Context-Aware Networking & Runtimes: Agentic End-To-End
Source: Dev.to
AI network traffic can feel like a black box. You open an AI provider console or an Agent, ask a question or perform a task, and then what happens? Where does that traffic go? Is the traffic secure? Is it going to the appropriate destination? Where’s the context?
There are hundreds of questions that need to be answered from the moment an Agent makes a call to an LLM until you receive a response. To answer those questions you need an end‑to‑end workflow for when traffic leaves the Agent to when a task is completed.
Install Kagent
Kagent is an Agent framework that runs on Kubernetes.
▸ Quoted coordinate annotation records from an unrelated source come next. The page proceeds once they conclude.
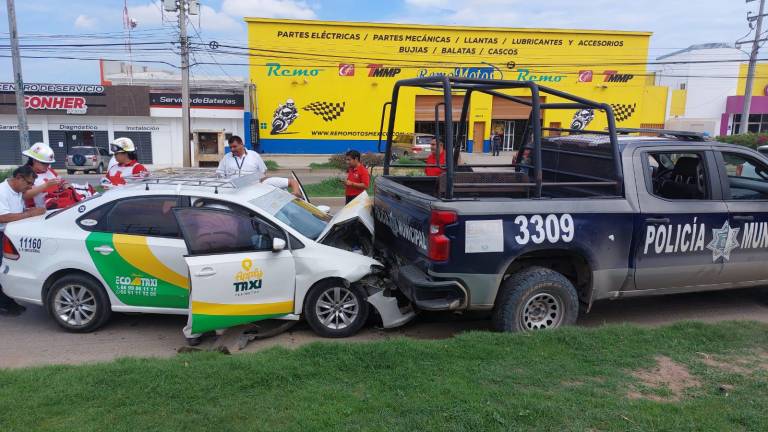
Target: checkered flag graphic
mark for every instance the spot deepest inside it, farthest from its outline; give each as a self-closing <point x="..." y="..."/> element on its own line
<point x="623" y="111"/>
<point x="327" y="110"/>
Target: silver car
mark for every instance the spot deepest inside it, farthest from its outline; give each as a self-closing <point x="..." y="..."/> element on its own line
<point x="87" y="158"/>
<point x="413" y="146"/>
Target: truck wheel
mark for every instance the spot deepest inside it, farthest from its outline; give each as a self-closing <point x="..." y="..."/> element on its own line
<point x="78" y="304"/>
<point x="334" y="310"/>
<point x="536" y="298"/>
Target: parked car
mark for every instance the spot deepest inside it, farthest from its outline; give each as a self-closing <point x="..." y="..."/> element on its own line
<point x="87" y="158"/>
<point x="248" y="251"/>
<point x="574" y="219"/>
<point x="412" y="146"/>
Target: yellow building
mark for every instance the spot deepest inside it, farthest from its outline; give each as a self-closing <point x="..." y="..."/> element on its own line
<point x="339" y="74"/>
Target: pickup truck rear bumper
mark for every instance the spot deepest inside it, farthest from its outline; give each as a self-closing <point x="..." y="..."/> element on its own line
<point x="429" y="294"/>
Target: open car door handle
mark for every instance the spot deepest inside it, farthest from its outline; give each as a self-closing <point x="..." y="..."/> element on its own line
<point x="744" y="218"/>
<point x="207" y="271"/>
<point x="104" y="249"/>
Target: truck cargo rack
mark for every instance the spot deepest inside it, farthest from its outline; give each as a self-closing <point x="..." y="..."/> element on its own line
<point x="529" y="158"/>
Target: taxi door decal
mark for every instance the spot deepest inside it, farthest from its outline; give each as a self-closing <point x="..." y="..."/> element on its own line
<point x="133" y="284"/>
<point x="213" y="316"/>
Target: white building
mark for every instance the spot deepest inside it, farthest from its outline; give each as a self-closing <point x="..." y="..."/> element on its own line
<point x="699" y="85"/>
<point x="219" y="109"/>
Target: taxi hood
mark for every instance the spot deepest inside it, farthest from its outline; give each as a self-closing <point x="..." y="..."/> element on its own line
<point x="358" y="210"/>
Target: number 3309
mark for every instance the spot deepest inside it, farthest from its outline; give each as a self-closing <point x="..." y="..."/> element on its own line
<point x="549" y="228"/>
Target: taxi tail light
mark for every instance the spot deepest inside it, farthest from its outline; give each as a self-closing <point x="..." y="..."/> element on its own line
<point x="439" y="245"/>
<point x="9" y="250"/>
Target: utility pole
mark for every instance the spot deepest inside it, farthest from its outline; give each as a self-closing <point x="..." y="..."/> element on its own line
<point x="20" y="111"/>
<point x="186" y="154"/>
<point x="751" y="70"/>
<point x="184" y="7"/>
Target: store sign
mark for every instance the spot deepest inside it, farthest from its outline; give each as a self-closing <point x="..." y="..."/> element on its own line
<point x="79" y="127"/>
<point x="380" y="71"/>
<point x="39" y="88"/>
<point x="71" y="104"/>
<point x="527" y="75"/>
<point x="614" y="76"/>
<point x="210" y="101"/>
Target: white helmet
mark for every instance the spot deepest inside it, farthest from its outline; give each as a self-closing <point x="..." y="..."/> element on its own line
<point x="41" y="152"/>
<point x="122" y="145"/>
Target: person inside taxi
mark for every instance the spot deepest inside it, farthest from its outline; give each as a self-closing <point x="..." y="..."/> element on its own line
<point x="240" y="161"/>
<point x="127" y="165"/>
<point x="12" y="209"/>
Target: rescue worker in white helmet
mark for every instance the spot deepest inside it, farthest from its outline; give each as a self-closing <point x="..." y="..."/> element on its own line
<point x="127" y="166"/>
<point x="40" y="157"/>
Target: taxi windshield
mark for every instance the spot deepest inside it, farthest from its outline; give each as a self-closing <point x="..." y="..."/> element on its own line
<point x="296" y="213"/>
Install the Kagent CRDs and create the kagent namespace
helm install kagent-crds oci://ghcr.io/kagent-dev/kagent/helm/kagent-crds \
--namespace kagent \
--create-namespace
Set your AI provider API key
For this example Anthropic is used, but any provider listed in the supported providers documentation will work.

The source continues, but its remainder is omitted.